The purchase by the property investment arm of the global insurer brings Allianz’s acquisitions of multi-family residential assets in Japan to nearly $1.7 billion since late 2019, as the rental housing sector has grown in favour with investment managers looking for pandemic-proof property deals.
“Our existing multi-family portfolio in Japan has performed well despite the COVID-19 pandemic and this has validated our conviction about the resilience of this asset class,” said Rushabh Desai, Asia-Pacific CEO of Allianz Real Estate.
The Tokyo deal follows just two months after PGIM Real Estate, a property investment affiliate of Prudential, had agreed to spend $120 million to acquire its own set of rental housing in the Japanese capital, with the firm’s management also praising the sector’s dependable returns.
Allianz’s latest set of Tokyo homes comprises 12 newly built assets offering 7,250 square metres (78,038 square feet) of net rentable area. The assets are located within Tokyo’s 23 wards and are on average six minutes from a subway station, Allianz Real Estate said in a press release.
The properties, which include 256 homes, will be acquired upon completion and held long-term under the lease-up and stabilise strategy, in line with the firm’s focus on diversified core and manage-to-core strategies.
With Allianz having opened offices in Tokyo and Shanghai last year, Desai pointed to the company’s growing team in the region as instrumental to the ability to generate returns from newly completed properties.
“With the recruitment of new senior hires in Japan, our sourcing and asset management capabilities have been enhanced,” Desai said. “The lease-up and stabilise strategy is an example of the expansion of our capabilities.”
Stacking Up Japan Deals
This latest acquisition comes less than seven months after Allianz had agreed to buy a set of 18 newly built apartment buildings in Tokyo on behalf of its APREAP Core 1 Fund for $160 million.

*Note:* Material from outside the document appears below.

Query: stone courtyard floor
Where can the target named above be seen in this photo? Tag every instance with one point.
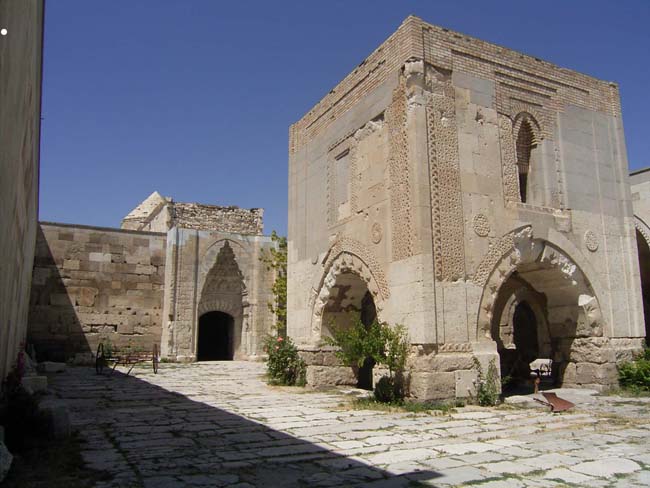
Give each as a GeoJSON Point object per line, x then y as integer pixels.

Earlier, the company had acquired two sets of Japanese apartment assets on behalf of companies in the Allianz group, including spending $122 million for an 11 building Tokyo set in May of 2020, and handing over $1.2 billion for a pan-Japan portfolio in October 2019.
After the completion of the transaction announced this week, Allianz Real Estate’s multi-family portfolio in Japan will encompass over 5,500 units across 120 assets and €1.5 billion in gross asset value.
The investments underline a strategy of growing exposure to multi-family assets in Japan, a sought-after asset class offering long-term stabilised yields and supported by strong urbanisation trends with limited net supply, the firm said.
Eyes on Asia
Despite the COVID-19 pandemic driving down commercial property investment across Asia Pacific by 36 percent in the first nine months of 2020, Allianz Real Estate managed to boost its APAC holdings by 16 percent during the period.
The firm had built its assets under management in the region to €6.4 billion by 30 September, and the figure reached €6.6 billion by year-end, according to Friday’s press release.
In an interview with Mingtiandi in the waning days of 2020, Desai described Allianz Real Estate’s APAC strategy as a “beds and sheds” approach, with an eye towards rental housing and logistics.
“We like the residential space globally,” Desai said then, noting Japan’s uniqueness in the region for systematically offering residential for rent. He added that the segment had also begun to develop in China and Australia.
In an interview with Mingtiandi in January, PGIM’s regional leadership also identified rental apartment investments as a priority, with a focus on Tokyo’s dependable returns.
“Multi-family is a priority sector for us because it’s very resilient, and we have been investing in multi-family for many years in Japan through our different strategies,” said the company’s head of Asia Pacific, Benett Theseira.